United retrofit of Polaris moves at a glacial pace

by John Walton
1159
November 04, 2019
United Polaris glacial
United Polaris. Photo: United.

Some three and a half years ago, United Airlines introduced Polaris, its new brand for its upgraded business class.

The boost was both in terms of hard product, being the launch customer for a highly customized version of Safran Seats’ Optima, and in terms of soft product, with new lounges, food and beverage concepts, partnerships with Saks Fifth Avenue, and so on.

The rollout of Polaris-the-seat, though, has been nothing short of glacial, and not the modern, global-warming, ice-caps-disappearing sort of glacial either.

READ: Jetstar unveils its new A321LR cabin

“We’re adding at least one aircraft with United Polaris seating every 10 days from now through 2020,” has been United’s line, although it comes with an asterisk that this is “based on the average of both retrofits and new aircraft (777-300ER and 787-10)”.

Any Boeing 777-300ER or 787-10 will have the new seats for certain.

At the time of writing, it’s a 63-percent crapshoot with either the 777-200ER (of which there are 51) or the 767-300ER (of which United has 38).

The 787-8 has recently moved to the “in progress” column, with one of the 12 aircraft currently being converted, but that’s it.

Overall, of the aircraft that have been started, that’s a 62-percent chance of getting Polaris.

However, you also have to realize that United hasn’t even started on the 767-400ER or the 787-9s, of which fleet-tracking website airfleets.net says United has 16 and 25, respectively.

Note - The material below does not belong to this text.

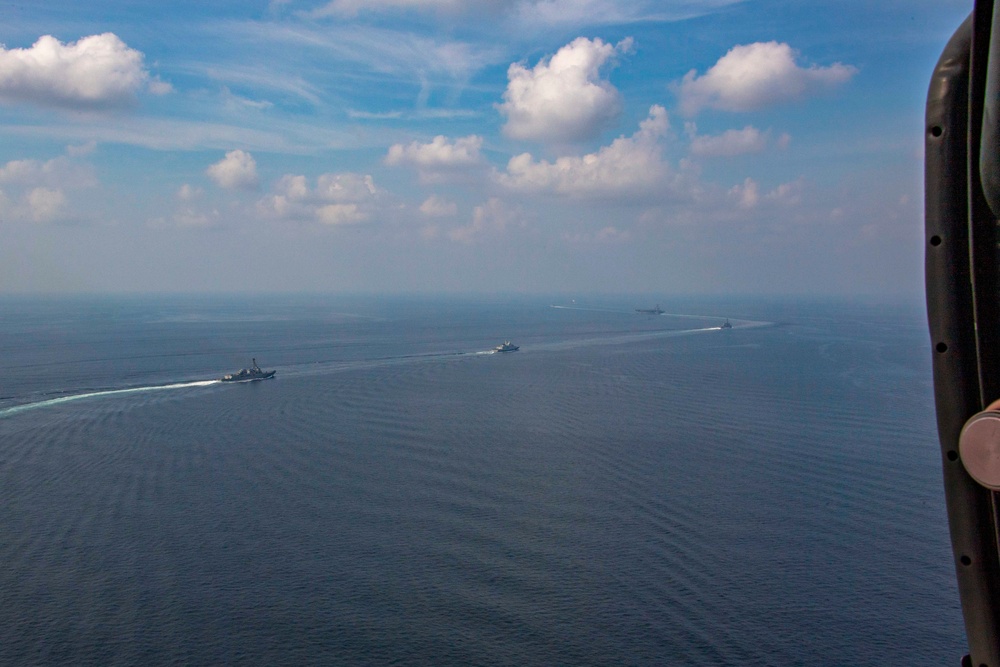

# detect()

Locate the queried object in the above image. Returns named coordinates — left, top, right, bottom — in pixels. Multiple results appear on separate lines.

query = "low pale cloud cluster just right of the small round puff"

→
left=257, top=173, right=381, bottom=225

The airline promises to start its large 787-9 fleet “in late 2019”, of which there is of course not much left, while the 767-400ER (the extra-stretched version taken up only by US carriers) is due to start sometime “in 2020”.

What that means is that you currently still have only a 48-percent chance of being on a United Polaris-branded flight with the actual Polaris seat.

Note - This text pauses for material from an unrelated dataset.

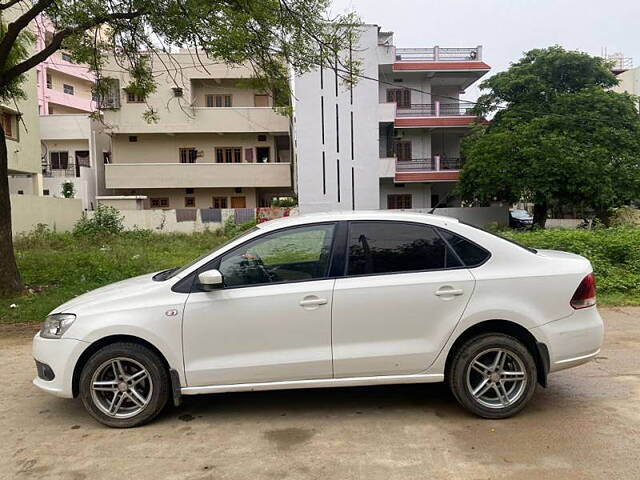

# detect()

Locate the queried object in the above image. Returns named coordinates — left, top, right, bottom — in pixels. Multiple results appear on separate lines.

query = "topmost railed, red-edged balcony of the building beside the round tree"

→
left=393, top=45, right=490, bottom=74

(If you’re waiting for the lounges, it’s pretty much the same situation: five of the nine are done — Los Angeles, Houston, Newark, San Francisco, and Chicago — while Washington DC is currently under construction, with London Heathrow, Hong Kong and Tokyo Narita listed as “in planning”.)

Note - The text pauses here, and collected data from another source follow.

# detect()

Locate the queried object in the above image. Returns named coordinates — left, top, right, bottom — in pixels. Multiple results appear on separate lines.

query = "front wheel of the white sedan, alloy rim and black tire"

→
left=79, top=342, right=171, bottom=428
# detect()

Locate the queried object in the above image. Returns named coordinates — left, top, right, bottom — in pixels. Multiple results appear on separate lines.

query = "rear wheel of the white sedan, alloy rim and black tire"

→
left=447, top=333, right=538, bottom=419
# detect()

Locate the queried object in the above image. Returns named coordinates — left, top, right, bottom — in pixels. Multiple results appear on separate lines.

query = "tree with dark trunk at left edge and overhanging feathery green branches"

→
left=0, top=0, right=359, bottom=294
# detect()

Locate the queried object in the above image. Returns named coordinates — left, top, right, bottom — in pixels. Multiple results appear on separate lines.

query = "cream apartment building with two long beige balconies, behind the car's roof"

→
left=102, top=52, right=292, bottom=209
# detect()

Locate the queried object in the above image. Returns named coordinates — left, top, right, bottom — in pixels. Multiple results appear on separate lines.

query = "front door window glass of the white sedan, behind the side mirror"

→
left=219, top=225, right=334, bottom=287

Slow rollouts are by no means a problem unique to United: indeed, they are a wider problem in an industry where passenger experience marketing promises are ever greater, and where the gap between promise and reality is increasingly noticeable.

To whit, United’s passenger experience in business class is not the proper Polaris all its marketing has promised since mid-2016.

It’s the same decade-old seat that Continental launched back in its BusinessFirst days, the Diamond seat from Collins Aerospace (which is so old that this is the third name its manufacturer has had, previously being Rockwell Collins and before that B/E Aerospace).

I call this #Fauxlaris, and it’s still a disappointment: not only are the seats themselves subpar, but the mountain of duvets-blankets-pillows-and-all have nowhere to be stowed.

This might be fine on an airline from a country where “hmm, better bring the kitchen sink” isn’t the default carryon baggage allowance assumption, but not in the US.

United
Diamond is fine for mid-haul these days but United uses it on some of its longest flights.-

The lesson for airlines is a stark one.

New seats are expensive, yes, and there are of course supply chain issues with their production.

Indeed, United had 777-300ERs sitting in Seattle waiting for Polaris seats to be delivered.

In the same way that an increasing number of airlines are seeking operational fleet redundancy by choosing multiple aircraft suppliers, choosing multiple seat manufacturers to produce hard product for those fleets, along the lines of what Etihad did with its Business Studio, may well make much sense for the future.